There is hardly a more fitting figure to trumpet Old Media's fear of Internet-powered citizen journalism than Helen Thomas. The 89-year-old reporter has covered every president since Jack Kennedy. But when it comes to the inevitable decline of her brand of journalism, her fears are unfounded and misplaced.

"Helen Thomas," reported Lloyd Grove for the Daily Beast, "is worried that all the downsizing at media outlets will result in less-reliable coverage of the president." Thomas went on to lament the rise of new media as a viable alternative to traditional journalism.

With all due respect to Thomas and her distinguished career as a reporter, it is not at all clear that someone with views as liberal as hers -- placing her as they do well outside the mainstream of American political opinion -- is at all preferable an intermediary to a pajama-clad blogger or iPhone photographer.

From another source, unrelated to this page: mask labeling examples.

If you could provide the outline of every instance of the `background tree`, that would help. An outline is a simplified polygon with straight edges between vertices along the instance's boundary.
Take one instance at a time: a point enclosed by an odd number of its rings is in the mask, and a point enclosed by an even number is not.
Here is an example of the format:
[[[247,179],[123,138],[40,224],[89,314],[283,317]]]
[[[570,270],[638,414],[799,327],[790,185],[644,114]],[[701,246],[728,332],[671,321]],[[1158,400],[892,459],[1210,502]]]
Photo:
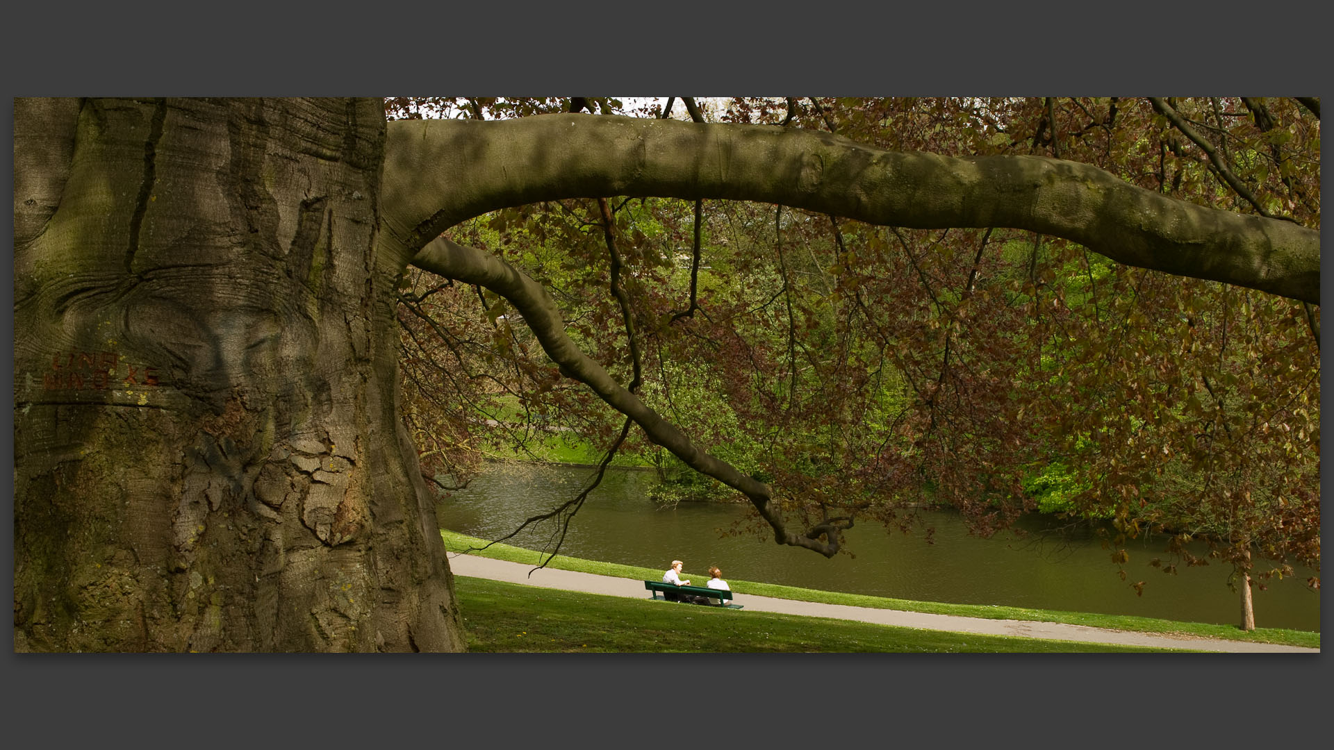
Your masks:
[[[486,104],[470,108],[484,115]],[[790,127],[756,128],[588,113],[386,125],[374,100],[19,100],[16,646],[460,649],[431,494],[399,419],[395,306],[408,266],[503,296],[562,375],[740,490],[779,542],[834,554],[839,531],[871,506],[775,492],[762,472],[700,450],[644,404],[616,362],[604,367],[575,344],[531,276],[440,238],[495,210],[611,198],[584,215],[600,219],[608,255],[624,242],[615,196],[752,199],[870,224],[974,227],[978,247],[991,242],[986,228],[1010,227],[1127,264],[1318,302],[1318,235],[1297,223],[1182,203],[1073,161],[879,151],[791,127],[799,111],[786,104]],[[836,123],[836,111],[812,109]],[[775,235],[786,231],[783,212],[774,223]],[[919,252],[926,240],[890,234],[903,248],[896,262],[934,298],[923,331],[991,299],[942,296],[932,274],[943,270]],[[850,308],[803,300],[787,240],[774,242],[787,328],[772,339],[776,354],[756,355],[755,371],[787,368],[760,379],[758,392],[799,406],[822,379],[798,363],[824,360],[799,343],[798,323],[838,342],[832,322]],[[1030,274],[1034,288],[1015,292],[1034,310],[1039,280]],[[948,288],[968,291],[976,276],[966,282]],[[631,304],[612,291],[623,326],[636,315],[627,294]],[[491,300],[483,291],[488,311]],[[499,315],[491,320],[502,331]],[[951,331],[935,334],[942,363],[958,351]],[[896,339],[884,342],[882,352],[898,351],[888,346]],[[638,358],[619,359],[643,371]],[[978,383],[1003,384],[979,372]],[[932,398],[950,392],[944,366],[936,382],[915,392],[923,406],[899,414],[912,435],[943,440],[954,432],[940,424],[967,412]],[[828,447],[840,444],[856,443]],[[820,463],[836,463],[835,452]],[[948,476],[936,484],[952,491]],[[1006,502],[1003,490],[996,484]]]

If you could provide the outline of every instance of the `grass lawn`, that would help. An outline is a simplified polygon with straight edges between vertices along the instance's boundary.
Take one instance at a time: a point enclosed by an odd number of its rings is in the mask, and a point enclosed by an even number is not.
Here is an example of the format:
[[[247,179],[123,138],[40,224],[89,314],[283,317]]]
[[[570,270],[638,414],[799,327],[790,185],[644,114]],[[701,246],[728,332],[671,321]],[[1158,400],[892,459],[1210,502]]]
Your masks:
[[[455,578],[474,653],[1149,653],[1161,649],[942,633],[742,613]]]
[[[454,531],[442,531],[440,535],[444,539],[444,547],[451,552],[462,552],[468,548],[475,548],[486,544],[486,539],[478,539],[475,536],[467,536],[463,534],[456,534]],[[487,558],[510,560],[510,562],[522,562],[527,565],[539,565],[543,559],[543,555],[540,555],[539,552],[535,552],[532,550],[524,550],[520,547],[511,547],[508,544],[492,544],[487,547],[486,551],[482,552],[475,551],[472,554],[478,554]],[[618,578],[631,578],[638,581],[658,581],[659,578],[662,578],[662,571],[656,569],[635,567],[635,566],[606,563],[598,560],[584,560],[579,558],[567,558],[564,555],[559,555],[555,559],[552,559],[548,563],[548,567],[560,570],[574,570],[579,573],[594,573],[599,575],[614,575]],[[704,574],[703,571],[687,571],[686,578],[706,579],[708,578],[708,575]],[[468,579],[468,581],[475,581],[475,579]],[[1129,617],[1129,615],[1105,615],[1097,613],[1065,613],[1053,610],[1034,610],[1027,607],[950,605],[942,602],[912,602],[908,599],[890,599],[883,597],[867,597],[863,594],[843,594],[838,591],[818,591],[814,589],[798,589],[792,586],[776,586],[772,583],[754,583],[747,581],[732,581],[732,579],[728,579],[728,583],[731,585],[732,590],[736,591],[738,594],[754,594],[758,597],[775,597],[780,599],[796,599],[804,602],[823,602],[830,605],[850,605],[855,607],[878,607],[878,609],[891,609],[891,610],[903,610],[914,613],[980,617],[988,619],[1026,619],[1034,622],[1063,622],[1070,625],[1086,625],[1090,627],[1131,630],[1137,633],[1183,634],[1199,638],[1222,638],[1229,641],[1251,641],[1258,643],[1282,643],[1286,646],[1305,646],[1309,649],[1319,649],[1321,646],[1319,633],[1307,633],[1302,630],[1259,627],[1250,633],[1246,633],[1237,629],[1235,626],[1229,626],[1229,625],[1175,622],[1167,619],[1154,619],[1154,618]],[[520,589],[524,591],[526,597],[530,595],[528,591],[543,591],[543,593],[548,591],[548,590],[530,589],[530,587],[520,587]],[[606,597],[598,597],[598,599],[603,598]],[[644,601],[643,603],[654,606],[654,602]],[[703,610],[704,607],[699,609]],[[727,615],[728,613],[727,611],[710,613],[706,610],[700,613],[700,617],[707,617],[711,614]],[[759,613],[755,614],[758,615]],[[780,617],[780,615],[771,615],[770,613],[764,613],[763,617],[767,618],[767,617]],[[520,614],[519,618],[522,621],[523,615]],[[674,619],[680,619],[680,618],[678,615]],[[798,619],[808,621],[810,618],[798,618]],[[830,622],[843,622],[843,621],[830,621]],[[867,627],[879,629],[884,626],[867,626]],[[974,642],[980,642],[983,638],[984,637],[980,635],[978,637],[968,635],[964,639],[971,645]],[[1000,641],[1005,639],[1002,638]],[[1070,650],[1069,646],[1070,645],[1066,643],[1062,645],[1062,649],[1057,650]],[[607,649],[607,650],[616,650],[616,649]],[[640,647],[638,650],[658,651],[658,650],[672,650],[672,649]],[[679,649],[679,650],[707,651],[710,649]],[[747,650],[754,650],[754,649],[747,649]],[[802,649],[795,649],[795,650],[802,650]],[[840,649],[830,649],[830,650],[840,650]],[[855,650],[879,651],[883,649],[855,649]],[[900,650],[900,649],[890,649],[890,650]],[[1022,649],[1015,649],[1015,650],[1022,650]]]

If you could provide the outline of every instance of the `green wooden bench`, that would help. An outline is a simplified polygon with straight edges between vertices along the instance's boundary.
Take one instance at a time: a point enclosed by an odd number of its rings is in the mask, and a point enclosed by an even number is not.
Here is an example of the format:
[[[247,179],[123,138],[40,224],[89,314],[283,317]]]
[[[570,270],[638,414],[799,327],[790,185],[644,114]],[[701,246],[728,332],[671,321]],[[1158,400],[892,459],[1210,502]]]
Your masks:
[[[743,609],[743,605],[734,605],[726,599],[732,598],[732,593],[726,589],[708,589],[706,586],[676,586],[674,583],[664,583],[662,581],[644,581],[644,589],[648,590],[650,597],[659,601],[667,601],[667,591],[676,591],[680,594],[692,594],[695,597],[708,597],[711,599],[718,599],[718,603],[728,610]],[[658,594],[664,594],[659,597]],[[718,605],[714,605],[718,606]]]

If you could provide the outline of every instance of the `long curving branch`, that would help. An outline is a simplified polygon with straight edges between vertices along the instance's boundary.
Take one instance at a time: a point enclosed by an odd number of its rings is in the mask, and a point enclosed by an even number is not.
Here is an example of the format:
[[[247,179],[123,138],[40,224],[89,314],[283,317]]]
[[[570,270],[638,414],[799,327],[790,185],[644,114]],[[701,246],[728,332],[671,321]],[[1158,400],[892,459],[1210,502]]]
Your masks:
[[[912,228],[1011,227],[1114,260],[1319,304],[1319,232],[1206,208],[1089,164],[891,152],[798,128],[588,115],[388,123],[382,251],[407,267],[448,227],[563,198],[779,203]]]
[[[635,394],[627,391],[600,364],[583,354],[566,335],[560,308],[547,290],[518,268],[483,250],[436,238],[412,259],[412,264],[468,284],[483,286],[506,298],[523,315],[547,356],[560,372],[584,383],[616,411],[638,424],[654,443],[667,448],[687,466],[744,494],[772,527],[780,544],[792,544],[832,556],[839,548],[839,528],[851,519],[824,522],[804,534],[788,531],[772,502],[770,488],[746,476],[727,462],[699,450],[675,424],[663,419]],[[820,536],[826,540],[822,540]]]

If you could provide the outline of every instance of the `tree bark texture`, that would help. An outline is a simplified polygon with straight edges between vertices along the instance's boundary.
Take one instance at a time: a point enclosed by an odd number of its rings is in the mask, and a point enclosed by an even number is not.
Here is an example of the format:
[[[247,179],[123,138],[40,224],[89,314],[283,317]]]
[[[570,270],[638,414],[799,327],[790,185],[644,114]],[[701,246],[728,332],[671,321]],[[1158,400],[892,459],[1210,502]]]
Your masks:
[[[16,100],[15,649],[462,650],[376,100]]]
[[[779,127],[544,115],[390,123],[382,238],[406,263],[448,227],[562,198],[780,203],[911,228],[1013,227],[1114,260],[1319,303],[1319,232],[1206,208],[1087,164],[890,152]]]

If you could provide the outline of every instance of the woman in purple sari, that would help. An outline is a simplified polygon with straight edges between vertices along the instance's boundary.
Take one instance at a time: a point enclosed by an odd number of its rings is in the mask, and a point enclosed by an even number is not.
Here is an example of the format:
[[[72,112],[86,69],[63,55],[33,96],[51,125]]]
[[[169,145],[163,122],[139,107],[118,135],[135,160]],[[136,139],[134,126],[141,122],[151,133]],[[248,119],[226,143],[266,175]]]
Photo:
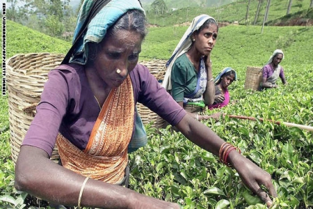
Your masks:
[[[227,87],[236,81],[237,75],[236,71],[232,68],[225,68],[214,79],[215,96],[214,102],[209,105],[209,109],[220,108],[230,103],[230,93]]]

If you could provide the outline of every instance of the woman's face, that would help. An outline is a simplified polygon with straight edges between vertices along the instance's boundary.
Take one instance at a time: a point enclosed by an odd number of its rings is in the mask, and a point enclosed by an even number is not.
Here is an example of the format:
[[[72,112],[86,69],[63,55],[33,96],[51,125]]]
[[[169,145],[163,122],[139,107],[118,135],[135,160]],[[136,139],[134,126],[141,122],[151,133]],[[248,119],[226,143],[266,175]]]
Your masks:
[[[234,79],[234,75],[230,74],[229,75],[224,75],[220,79],[220,85],[223,88],[227,88],[228,86],[232,84]]]
[[[215,24],[210,24],[198,34],[195,34],[193,44],[197,50],[202,55],[208,56],[216,42],[218,27]]]
[[[280,62],[282,60],[282,54],[278,54],[273,59],[273,64],[274,66],[277,66],[280,63]]]
[[[108,35],[100,42],[93,63],[99,76],[109,87],[119,86],[135,68],[142,42],[139,33],[122,30],[117,34]]]

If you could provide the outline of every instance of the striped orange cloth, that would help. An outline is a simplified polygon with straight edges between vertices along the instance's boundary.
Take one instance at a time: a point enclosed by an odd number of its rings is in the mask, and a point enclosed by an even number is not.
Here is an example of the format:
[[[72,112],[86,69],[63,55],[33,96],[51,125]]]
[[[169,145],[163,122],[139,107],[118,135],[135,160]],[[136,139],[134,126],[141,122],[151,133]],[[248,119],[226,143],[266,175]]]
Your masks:
[[[85,150],[61,134],[56,144],[64,167],[90,178],[120,183],[127,165],[127,146],[134,115],[134,92],[129,76],[112,89],[95,122]]]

The ability of non-credentialed citizen-journalists to report the news for themselves can potentially put an end to media gatekeepers who consistently side with the liberal left. For her part, Thomas has vehemently denied any liberal bent in the White House Press Corps, despite tremendous evidence to the contrary.

Thomas lamented a loss in "accountability," but who keeps Old Media accountable? She specifically targeted bloggers, saying,
They can ruin lives, reputations, and once you send something into the air, it’s going to land, and there’s nothing that can curb them from saying anything they want. Everybody with a laptop thinks they’re a journalist, and everybody with a cellphone thinks they’re a photographer.

And all those with printing presses and Columbia journalism degrees think they are entitled to a monopoly on information.

Sorry Helen, but according to the Pew Research Center only 29 percent of Americans believe that the press generally gets its facts straight. Only 26 percent believe the press is politically objective. An institution with such abysmal standing in the eyes of the public cannot credibly claim to be satisfying an indispensable social and political need.

Of course, 70 percent also think journalists try to cover up their mistakes, so Thomas's denial is predictable.

If anything, new media journalists must hold themselves to a higher standard if they wish to be successful. In general, they must start from a state of obscurity and build relationships with an audience. They are not granted an air of legitimacy simply by their existence.

As White House correspondent Bill Plante told Grove, the people who get "the decent information" are "the people who rely on trusted filters, whether they’re online or on the air."

There are still "trusted filters" among the tattered remains of the legacy of Cronkite and Murrow. But citizen journalists working with laptops and smartphones have to prove they are trusted filters. Old Media is consistently demonstrating that it comprises fewer of those every day, and Americans are turning to the alternative.

That is a fact to be rejoiced, not bemoaned.